Incubation is an art – that much every incubator manager knows. But can it be a science? The Colorado Venture Centers (CVC) believe they have made it one, or at least gotten pretty close.

Starting with a goal common to incubation programs everywhere – helping start-up firms succeed – CVC has developed a system to guide its companies through the early growth stage. The Investment Track program, winner of the 1999 NBIA Innovation Award at NBIA's 13th International Conference on Business Incubation in March, provides all CVC clients with an easy-to-understand process for turning good ideas into successful business opportunities. Essential to the program is CVC's Venture Guild, a group of nearly 140 experienced entrepreneurs, investors and management professionals committed to building strong businesses.

"From my experience, the basis of a company's success is experiential input from people who have been around the block and done it before," says CVC's CEO Jonas Kiken. "The heart of the program is people."

Since Investment Track's creation two years ago, five companies have graduated – each of them earning at least $400,000 in capital financing.

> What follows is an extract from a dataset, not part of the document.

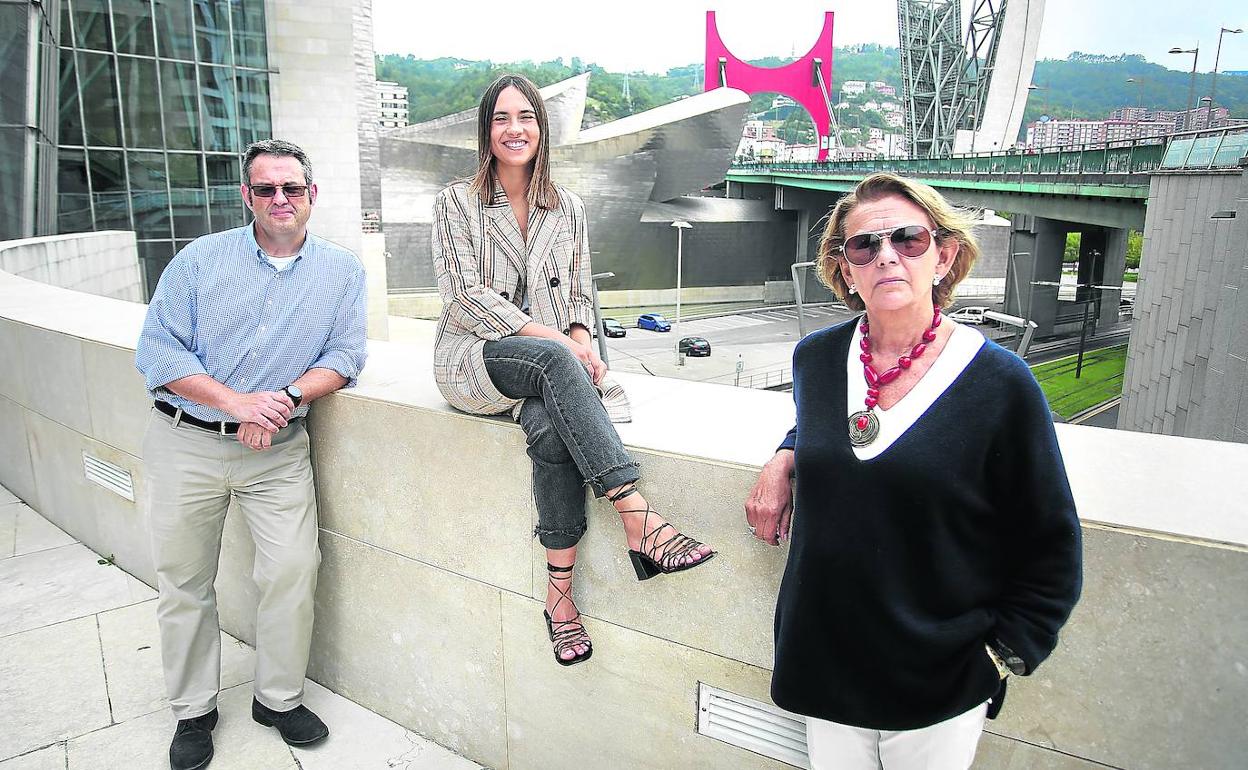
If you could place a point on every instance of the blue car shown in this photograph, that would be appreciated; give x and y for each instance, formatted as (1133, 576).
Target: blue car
(654, 322)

What makes this rapid graduation and financing possible? According to Kiken, it's a systematic procedure with hands-on advisors.

The Investment Track began in 1997 when two Colorado incubators – the Colorado Biomedical Venture and the Colorado Innovation Foundation – merged to become the Colorado Venture Centers. With Jeffrey Nathanson as executive director, the newly restructured incubator staff set out to develop an exceptional business assistance program that would increase the number of local jobs and boost the tax base.

Nathanson, along with Gary Smith of the University of New Mexico business school, implemented what would become the Investment Track and dreamed up the idea of the Venture Guild. With support from Jane Evenson, a marketing professional from Evenson and Associates, and Kiken, the incubator assembled its client assistance program whose focus is step-by-step business success.

Through the Investment Track, Kiken says CVC quickly became a sort of virtual incubator. Although today some of the incubator's nine clients are located in-house, CVC focuses less on the client's physical demands and more on business strategy.

"What clients need are milestones to meet and experts to help them meet the milestones," he says. Venture Guild members fill the bill by teaching clients how to be effective businesspeople. Each client has a strategic team that hones in on the company's strengths and refines and improves any weaknesses.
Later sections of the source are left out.